The fact that the boundaries are highly similar to the M19 boundaries suggest that it is simply inherited (with unknown adjustments). However, this skips over the point that the variations in grade boundaries is to adjust for difficulty differences in the exam papers, which do not exist in M20.

This year, the inputs are restricted to PG and IA, and are agnostic to subject, level, nor timezone. However, the grade output is determined by the subject, level, and timezone.

Practically, this means that a student of mine, with PG = 5, and IA = 10 / 24, gets 58%. For Chem TZ2 HL, this translates into a "4". If she just do chem in the Americas, this 58% would still earn her a "5" (??). How is this legit?

This graph shows how wild the grade boundaries are, for three sciences that have similar examining structure. For this to be valid, it requires that teachers assign PGs differently across subjects, across levels, and across timezones; or IAs are marked differently across subjects, across levels, and across timezones.

But if PGs and IAs are changes with subject / levels / timezones, then there could be no meaningful comparison of them, and the entire exercise is invalid. The use of PG and IA as input for varying grade boundaries is a contradiction. Let me repeat this: I think it is appalling --- and likely an oversight. The IBO is probably going to get sued over this.

In the most extreme cases (illustrated for 61%), the same face-value % could have gotten a student either a 4 or a 7.

Personally, as someone who teaches mostly Chem HL TZ2, I feel that my students were treated unfairly, and feel quite upset about it.

# Conclusion

The pandemic is not a choice, and the IBO decided that they need to fulfill their duty in assigning grades. They have developed a model that rolls together lots of data to evaluate a grade. It's a complex process that is tailored for each time-zone, each school, each subject, and each subject level, and one that the IBO is holding secret up to now.

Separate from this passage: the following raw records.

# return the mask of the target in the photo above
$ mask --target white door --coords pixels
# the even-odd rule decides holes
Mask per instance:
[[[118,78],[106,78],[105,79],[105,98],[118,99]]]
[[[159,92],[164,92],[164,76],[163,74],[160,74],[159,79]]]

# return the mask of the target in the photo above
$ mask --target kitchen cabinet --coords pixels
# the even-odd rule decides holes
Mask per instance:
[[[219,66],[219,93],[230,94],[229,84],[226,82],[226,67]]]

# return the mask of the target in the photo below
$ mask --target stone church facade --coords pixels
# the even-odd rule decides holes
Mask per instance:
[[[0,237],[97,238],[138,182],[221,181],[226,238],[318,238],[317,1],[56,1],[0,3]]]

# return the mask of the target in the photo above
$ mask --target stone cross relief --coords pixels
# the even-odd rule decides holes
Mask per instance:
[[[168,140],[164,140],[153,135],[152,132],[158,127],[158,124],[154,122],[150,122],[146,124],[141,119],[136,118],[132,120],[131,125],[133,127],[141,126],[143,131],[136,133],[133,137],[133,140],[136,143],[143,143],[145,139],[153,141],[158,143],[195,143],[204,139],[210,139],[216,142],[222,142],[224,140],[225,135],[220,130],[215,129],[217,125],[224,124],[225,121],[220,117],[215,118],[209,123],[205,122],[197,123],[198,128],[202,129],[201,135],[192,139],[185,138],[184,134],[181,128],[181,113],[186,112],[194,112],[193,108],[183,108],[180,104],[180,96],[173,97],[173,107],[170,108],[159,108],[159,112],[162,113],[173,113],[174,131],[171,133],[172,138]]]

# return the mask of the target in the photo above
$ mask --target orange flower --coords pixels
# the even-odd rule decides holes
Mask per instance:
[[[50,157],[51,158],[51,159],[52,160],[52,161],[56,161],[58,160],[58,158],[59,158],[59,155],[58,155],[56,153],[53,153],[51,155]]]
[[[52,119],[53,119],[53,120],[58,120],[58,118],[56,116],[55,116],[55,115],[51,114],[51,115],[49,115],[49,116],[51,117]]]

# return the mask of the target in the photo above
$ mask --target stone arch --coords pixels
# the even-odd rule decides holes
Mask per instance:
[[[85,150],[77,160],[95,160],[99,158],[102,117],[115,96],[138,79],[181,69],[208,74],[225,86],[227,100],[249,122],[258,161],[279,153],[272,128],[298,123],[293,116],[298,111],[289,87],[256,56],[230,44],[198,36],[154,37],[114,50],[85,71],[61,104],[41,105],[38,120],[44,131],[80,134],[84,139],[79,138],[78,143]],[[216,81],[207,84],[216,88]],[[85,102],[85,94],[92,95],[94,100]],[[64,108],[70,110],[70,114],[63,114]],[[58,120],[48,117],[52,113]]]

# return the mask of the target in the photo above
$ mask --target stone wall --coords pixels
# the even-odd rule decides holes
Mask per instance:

The central finding here is that, hey, the complex model is not actually so complex, and (at least for chemistry) the scaled mark is formed purely from four components:

(March) PG by the teacher
(externally assessed) IA mark
historical PG plays a role in either the weighing of (1) and (2), or as the fudge factor
historical grades plays a role in either the weighing of (1) and (2), or as the fudge factor

This scaled mark is then (tragically, inappropriately, unfairly) applied against the M19 grade boundaries to generate an IB grade.

What do I think? For the most part, it's the best that can be done for the circumstances. Mind you, my context is one of a large cohort, with lots of past history to go with, and at least one piece of coursework. In the cases of low enrollments, new schools, Further Maths (where there is no coursework), I don't know how the prediction could be valid. (Maybe there is a different model there, but I don't know.)

No, what do you *really* think?

I think our education system is flawed. As in, the idea that society should put people in school, Sep-July, until they are 24, then set them off into the world, is bizarre. As in, the notion of examinations is mostly a credentialing exercise, and would do well to be replaced by more functional activities.

As in, I love learning, and as a PhD chemist, with 4.xx GPA in multiple majors, > 45 IB points, "the system" has treated me well, but I still believe that at least 80% of my schooling was a waste of time. As in, I wish we can re-imagine society around learning, but not in the way that we are doing it. I think we can do better.

I have a lot of sympathy for the IBO feeling that they need to pull a rabbit out of the hat. I believe that they have worked with good hearts, and with generous respect, care, and consideration --- in an equally difficult personal times for them --- but I have the feeling that they are going to get mired in many, many lawsuits.